Julia Jamrozik and Coryn Kempster are Toronto-based designers, artists and educators who have collaborated since 2003. Together they create spaces and objects that interrupt everyday situations in critically engaging and playful ways.
As a multi-disciplinary practice, they operate at a variety of scales, from temporary installations to permanent public artworks and architectural projects. Their artistic practice focuses on ‘social infrastructures’ which seek to build community by fostering playful interactions in physical space. Their academic research focuses on the role of play in the built environment and alternative methods of documentation as a form of historic preservation. They are the authors of “Growing up Modern: Childhoods in Iconic Homes” (Birkhäuser, 2021).
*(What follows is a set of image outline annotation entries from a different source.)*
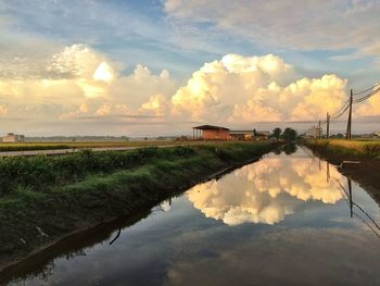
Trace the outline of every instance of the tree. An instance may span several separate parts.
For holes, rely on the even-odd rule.
[[[281,136],[286,141],[290,142],[290,141],[294,141],[296,138],[296,130],[287,127]]]
[[[271,133],[271,136],[275,137],[276,139],[280,139],[280,135],[281,135],[281,128],[279,127],[276,127],[273,133]]]

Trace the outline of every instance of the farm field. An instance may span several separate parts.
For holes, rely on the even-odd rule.
[[[90,149],[90,148],[115,148],[115,147],[155,147],[155,146],[181,146],[212,144],[200,140],[140,140],[140,141],[77,141],[77,142],[0,142],[0,152],[8,151],[35,151],[59,149]]]
[[[311,139],[306,145],[324,147],[346,154],[380,157],[380,140]]]

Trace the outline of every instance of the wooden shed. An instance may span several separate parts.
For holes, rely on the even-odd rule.
[[[227,140],[229,129],[214,125],[201,125],[192,127],[194,139],[204,140]]]

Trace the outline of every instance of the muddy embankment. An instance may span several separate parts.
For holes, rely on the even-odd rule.
[[[90,173],[43,191],[34,185],[15,186],[13,192],[0,197],[0,277],[21,260],[73,234],[80,237],[85,232],[87,237],[92,227],[102,227],[117,217],[128,222],[147,215],[161,201],[258,160],[276,147],[277,142],[241,142],[156,149],[135,165],[107,174]],[[77,160],[77,156],[73,158]]]
[[[380,159],[340,151],[333,147],[305,144],[316,156],[334,165],[341,165],[339,171],[357,182],[380,206]],[[343,147],[342,147],[343,148]],[[350,161],[342,164],[343,161]]]

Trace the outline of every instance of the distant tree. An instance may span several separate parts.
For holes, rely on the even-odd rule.
[[[275,138],[277,138],[277,139],[280,139],[281,132],[282,132],[281,128],[276,127],[276,128],[273,130],[271,136],[275,137]]]
[[[290,142],[290,141],[294,141],[296,138],[296,130],[287,127],[281,136],[286,141]]]

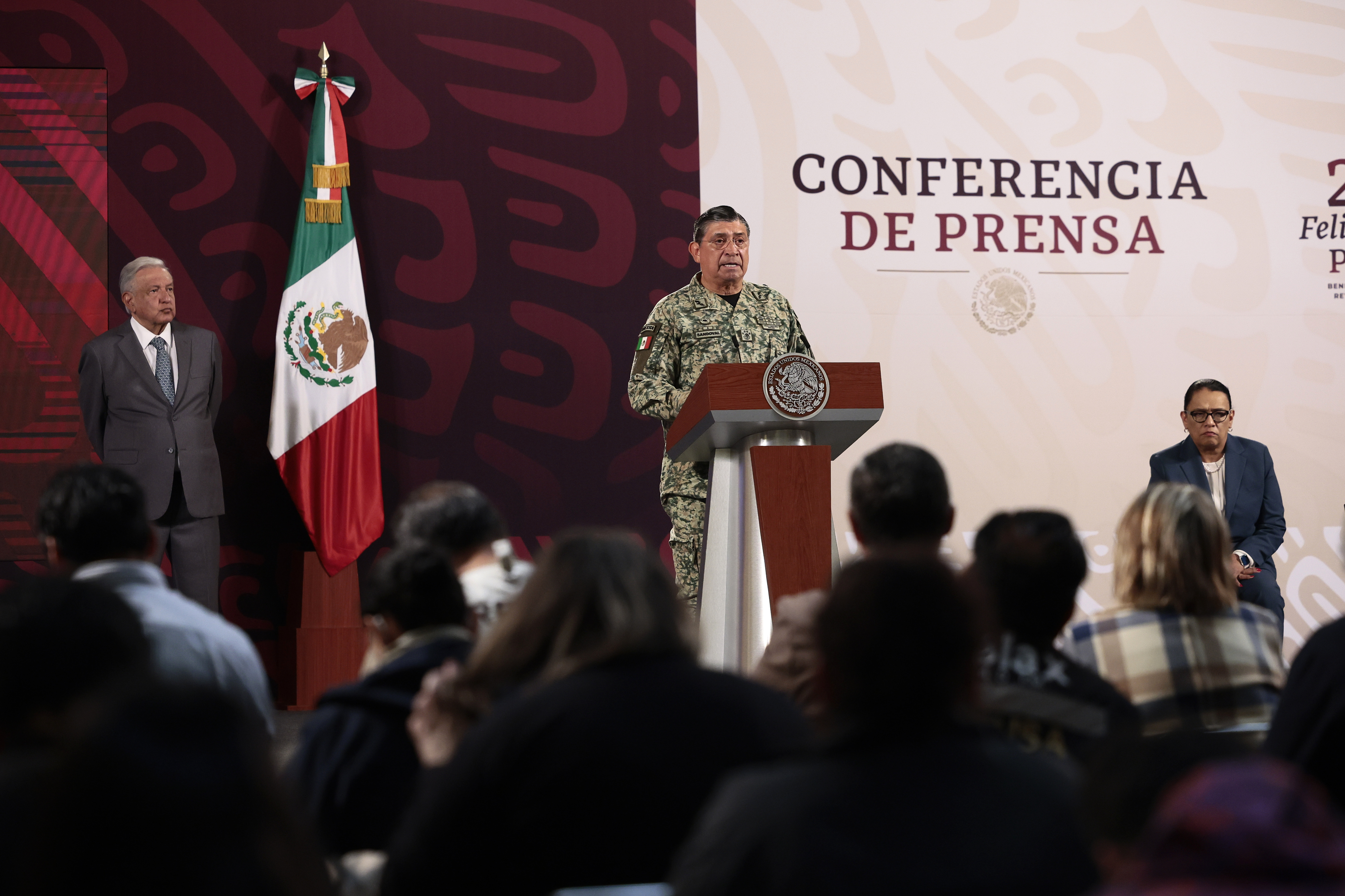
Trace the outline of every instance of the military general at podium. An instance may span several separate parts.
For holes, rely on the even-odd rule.
[[[659,300],[640,329],[627,391],[631,407],[663,420],[664,438],[706,364],[772,361],[788,352],[812,357],[790,301],[744,279],[751,234],[729,206],[697,218],[689,251],[701,270]],[[672,520],[678,594],[693,606],[701,586],[707,477],[709,463],[677,463],[663,455],[659,500]]]

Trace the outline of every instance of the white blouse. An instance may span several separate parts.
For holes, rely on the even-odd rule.
[[[1209,497],[1215,498],[1215,506],[1224,512],[1224,458],[1213,463],[1205,463],[1205,476],[1209,477]],[[1201,461],[1204,463],[1204,461]]]

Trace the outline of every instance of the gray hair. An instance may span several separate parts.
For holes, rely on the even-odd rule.
[[[125,296],[126,293],[134,292],[136,274],[139,274],[147,267],[163,267],[164,270],[168,270],[168,266],[164,265],[164,259],[161,258],[152,258],[149,255],[141,255],[140,258],[133,258],[132,261],[126,262],[125,267],[121,269],[120,296]],[[168,270],[168,273],[172,274],[171,270]]]

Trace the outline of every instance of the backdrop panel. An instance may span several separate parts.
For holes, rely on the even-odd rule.
[[[703,203],[744,211],[749,278],[823,360],[884,365],[837,519],[865,450],[917,442],[955,557],[997,509],[1059,508],[1080,606],[1107,606],[1116,520],[1213,376],[1276,462],[1286,647],[1340,615],[1342,28],[1340,4],[702,4]]]
[[[265,443],[312,116],[296,66],[316,69],[325,40],[332,73],[358,85],[344,114],[389,509],[461,478],[525,549],[582,523],[658,544],[662,441],[625,379],[651,304],[690,277],[694,30],[685,0],[0,3],[0,64],[106,70],[112,238],[97,270],[167,259],[182,320],[221,337],[221,606],[268,662],[276,549],[307,543]],[[5,376],[16,351],[0,344]],[[71,372],[78,345],[73,359]],[[0,427],[22,416],[4,407]],[[32,497],[44,478],[28,473]],[[31,506],[13,521],[31,524]]]
[[[44,568],[43,484],[87,461],[79,349],[108,329],[108,73],[0,69],[0,560]]]

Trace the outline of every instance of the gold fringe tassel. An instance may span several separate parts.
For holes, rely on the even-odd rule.
[[[316,189],[331,187],[350,187],[350,163],[339,165],[313,165],[313,187]]]
[[[309,224],[339,224],[340,223],[340,200],[339,199],[305,199],[304,200],[304,220]]]

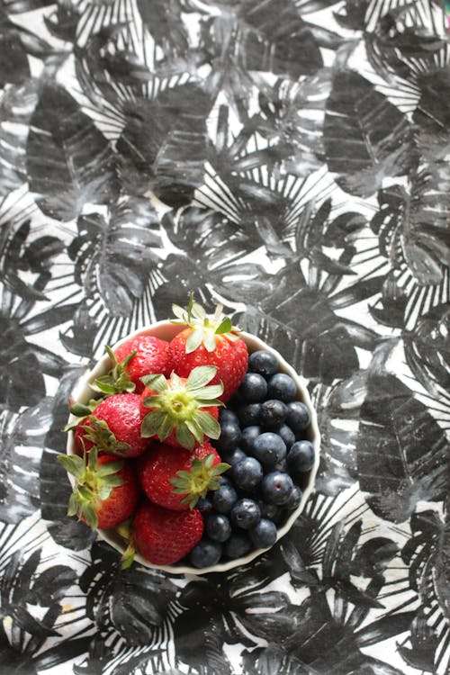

In 2018 the Architectural League of New York honored their work with the Architectural League Prize for Young Architects and Designers.
Julia is an Assistant Professor in the Department of Architectural Science at Toronto Metropolitan University.
Formerly, Coryn was an Architect at Herzog & de Meuron and a Project Director at Harry Gugger Studio in Basel, Switzerland. Julia was also an Architect at Herzog & de Meuron, taught design studios at the ETH in Zurich and was an Assistant Professor at the University at Buffalo SUNY.
Julia holds a BA(Hons) from the University of Toronto and a Master of Architecture from the University of British Columbia. Coryn has a BA(Hons) from the University of Toronto and earned his Master of Architecture from the Massachusetts Institute of Technology with a concentration in Visual Arts where he was a teaching assistant to Joan Jonas, Ute Meta Bauer, Antoni Muntadas and Krzysztof Wodiczko.
Together they have exhibited in galleries, produced temporary outdoor installations and realized permanent public artworks in Canada, USA, Germany, France, Italy and South Korea, including solo exhibitions at Vtape in Toronto and the Weissenhofwerkstatt in Stuttgart, Germany.